A Rippling Haze

NASA’s New Horizons spacecraft has been returning some pretty amazing information about the former planet, Pluto. One of its most interesting discoveries was the weird “layered” atmosphere, composed of a photochemical smog, settling out of the upper atmosphere.

But now the probe has witnessed an even more curious atmospheric effect around the pygmy planet. After its flyby last year, New Horizons directed its cameras toward the now rapidly retreating Pluto, hoping to catch it eclipsing the Sun—a maneuver that permitted its cameras and spectrographs to analyze the chemical makeup of Pluto’s atmosphere.

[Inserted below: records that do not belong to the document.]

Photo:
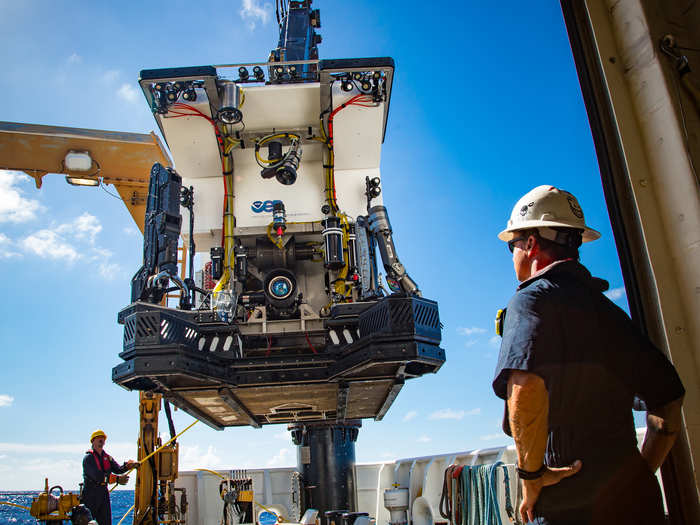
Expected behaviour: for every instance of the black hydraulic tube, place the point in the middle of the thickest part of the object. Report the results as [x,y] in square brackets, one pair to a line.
[169,416]
[380,227]
[326,460]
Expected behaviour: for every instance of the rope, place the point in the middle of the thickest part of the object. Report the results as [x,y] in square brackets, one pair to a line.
[470,495]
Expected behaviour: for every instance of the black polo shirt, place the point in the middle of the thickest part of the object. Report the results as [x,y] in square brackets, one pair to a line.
[593,360]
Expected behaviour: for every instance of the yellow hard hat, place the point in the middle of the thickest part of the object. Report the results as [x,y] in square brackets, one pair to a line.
[98,433]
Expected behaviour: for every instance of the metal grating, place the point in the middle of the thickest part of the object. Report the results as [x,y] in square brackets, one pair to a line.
[402,316]
[157,328]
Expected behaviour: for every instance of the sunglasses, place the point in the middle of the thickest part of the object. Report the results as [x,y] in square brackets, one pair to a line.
[511,243]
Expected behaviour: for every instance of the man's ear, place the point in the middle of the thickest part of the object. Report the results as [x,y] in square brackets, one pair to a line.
[531,245]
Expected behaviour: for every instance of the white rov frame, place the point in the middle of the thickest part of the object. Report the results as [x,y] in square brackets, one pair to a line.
[277,108]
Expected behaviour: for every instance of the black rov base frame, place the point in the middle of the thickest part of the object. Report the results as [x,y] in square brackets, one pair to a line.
[183,353]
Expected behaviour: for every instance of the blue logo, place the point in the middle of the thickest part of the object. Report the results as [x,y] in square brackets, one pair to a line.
[263,206]
[267,518]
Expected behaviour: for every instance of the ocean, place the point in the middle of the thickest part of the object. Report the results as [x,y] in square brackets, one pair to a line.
[122,500]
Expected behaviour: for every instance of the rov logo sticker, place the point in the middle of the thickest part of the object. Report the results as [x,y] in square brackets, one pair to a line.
[263,206]
[524,210]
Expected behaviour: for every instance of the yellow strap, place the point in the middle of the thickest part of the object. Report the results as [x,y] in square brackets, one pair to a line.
[14,505]
[158,450]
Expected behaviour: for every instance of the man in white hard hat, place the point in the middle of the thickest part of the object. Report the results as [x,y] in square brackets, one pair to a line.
[571,366]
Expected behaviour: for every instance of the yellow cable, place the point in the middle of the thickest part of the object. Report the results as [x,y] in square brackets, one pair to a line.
[211,472]
[14,505]
[257,503]
[158,450]
[125,515]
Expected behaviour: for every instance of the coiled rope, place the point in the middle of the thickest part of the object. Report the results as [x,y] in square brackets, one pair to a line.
[470,495]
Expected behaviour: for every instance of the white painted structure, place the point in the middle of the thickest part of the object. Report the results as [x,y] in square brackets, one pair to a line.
[422,476]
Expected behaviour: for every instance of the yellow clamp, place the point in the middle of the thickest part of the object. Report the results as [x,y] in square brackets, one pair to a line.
[500,321]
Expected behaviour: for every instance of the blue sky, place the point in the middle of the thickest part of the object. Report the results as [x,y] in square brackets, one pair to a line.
[486,105]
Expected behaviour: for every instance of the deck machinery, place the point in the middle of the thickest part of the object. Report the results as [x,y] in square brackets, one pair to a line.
[276,195]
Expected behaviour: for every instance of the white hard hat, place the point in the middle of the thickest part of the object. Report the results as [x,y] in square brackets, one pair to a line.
[547,206]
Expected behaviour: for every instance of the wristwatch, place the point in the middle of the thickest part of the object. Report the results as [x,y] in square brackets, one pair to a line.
[527,475]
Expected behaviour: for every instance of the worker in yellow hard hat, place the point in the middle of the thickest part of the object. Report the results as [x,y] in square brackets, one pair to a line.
[100,469]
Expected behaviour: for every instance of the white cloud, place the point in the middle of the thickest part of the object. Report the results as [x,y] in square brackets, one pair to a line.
[470,330]
[49,244]
[491,437]
[449,413]
[5,400]
[254,11]
[191,457]
[116,448]
[6,245]
[615,294]
[128,92]
[85,226]
[283,435]
[14,207]
[281,459]
[109,270]
[72,241]
[110,76]
[411,414]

What the probe witnessed startled observers—brightness variations in the haze layers of Pluto’s nitrogen atmosphere, which created the illusion of the dwarf planet’s surface rippling, almost like a heat mirage. The animation below, which was compiled from images obtained by New Horizon’s Long Range Reconnaissance Imager (LORRI) on July 14 of last year, shows the observed effect.


Gravity Waves

NASA scientists were curious to know what was up. Their answer was gravity waves—not the same as the gravitational waves that have been in the scientific news of late, but a more mundane phenomenon (also called “buoyancy waves”) that can be found on several planets in the Solar System, including Earth.

Atmospheric gravity waves result from the effects of high mountains—of which there is no dearth on Pluto—pushing airflow up, where gravity then begins to drag the airmass down again.

“When I first saw these images and the haze structures that they reveal, I knew we had a new clue to the nature of Pluto’s hazes,” explains LORRI Principal Investigator Andy Chen. “The fact that we don't see the haze layers moving up or down will be important to future modeling efforts.”

The newly discovered Plutonian phenomenon is a strange one, as the brightness fluctuations vary by as much as 30%, despite the fact that the haze layers themselves do not change at all—extending 200 km (120 mi) above Pluto’s surface, no more and no less.

We can look forward to more interesting news from Pluto’s neighborhood—it’s expected that it will take 16 months just to download all of New Horizon’s vast wealth of data back to Earth.